Elias nods. “Dangerous as the ten hells, but filled with people who wish to go as unnoticed as we do.”

He rises again, and while I’m impressed by his strength, I’m also horrified by the callous way he treats his body. He fumbles at the reins of the horse.

“Another seizure soon, Laia.” He taps the horse behind its left front leg. It sits. “Tie me on with rope. Head straight southeast.” He heaves himself into the saddle, listing dangerously to one side.

“I feel them coming,” he whispers.

I wheel about, expecting the hoofbeats of an Empire patrol, but all is silent. When I look back at Elias, his eyes are fixed on a point past my head. “Voices. Calling me back.”
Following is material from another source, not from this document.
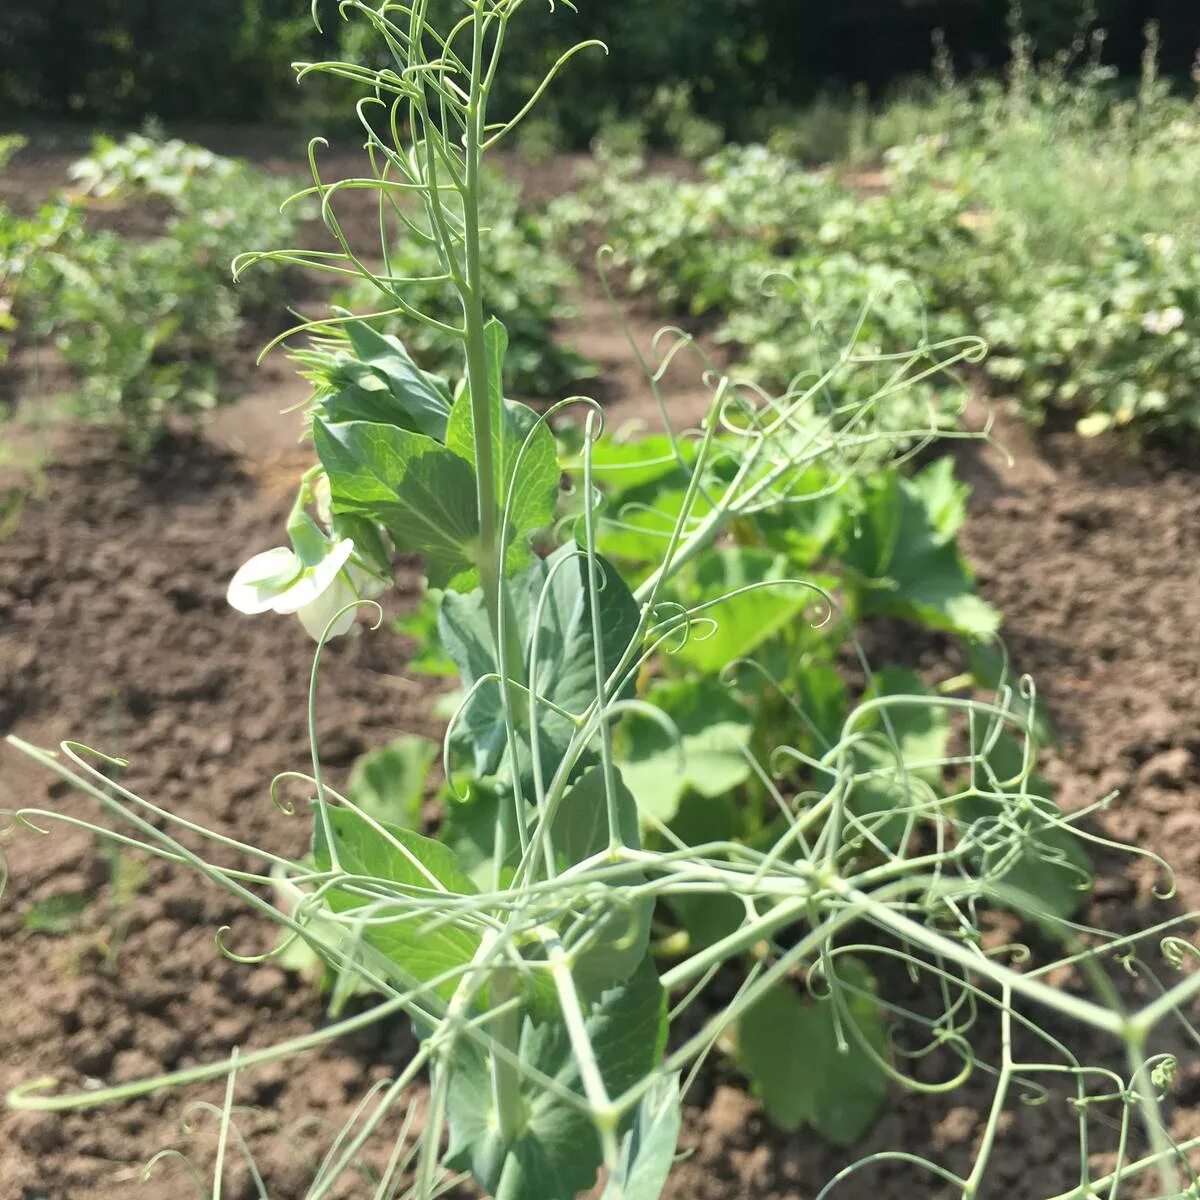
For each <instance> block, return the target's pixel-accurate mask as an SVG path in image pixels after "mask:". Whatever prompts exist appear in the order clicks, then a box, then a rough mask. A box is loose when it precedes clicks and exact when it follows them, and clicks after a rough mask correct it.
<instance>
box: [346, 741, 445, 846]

Hallucinations. Another effect of the poison. I bind Elias to the stallion with rope from his pack, fill the canteens, and mount up. Elias slumps against my back, blacked out again. His smell, rain and spice, washes over me, and I take a steadying breath.

My sweat-damp fingers slide along the horse’s reins. As if the beast senses I know nothing about riding, it tosses its head and pulls at the bit. I wipe my hands on my shirt and tighten my grip.

“Don’t you dare, you nag,” I say to its rebellious snort. “It’s you and me for the next few days, so you better listen to what I say.” I give the horse a light kick, and to my relief, it trots forward. We turn southeast, and I dig my heels deeper. Then we are away, into the night.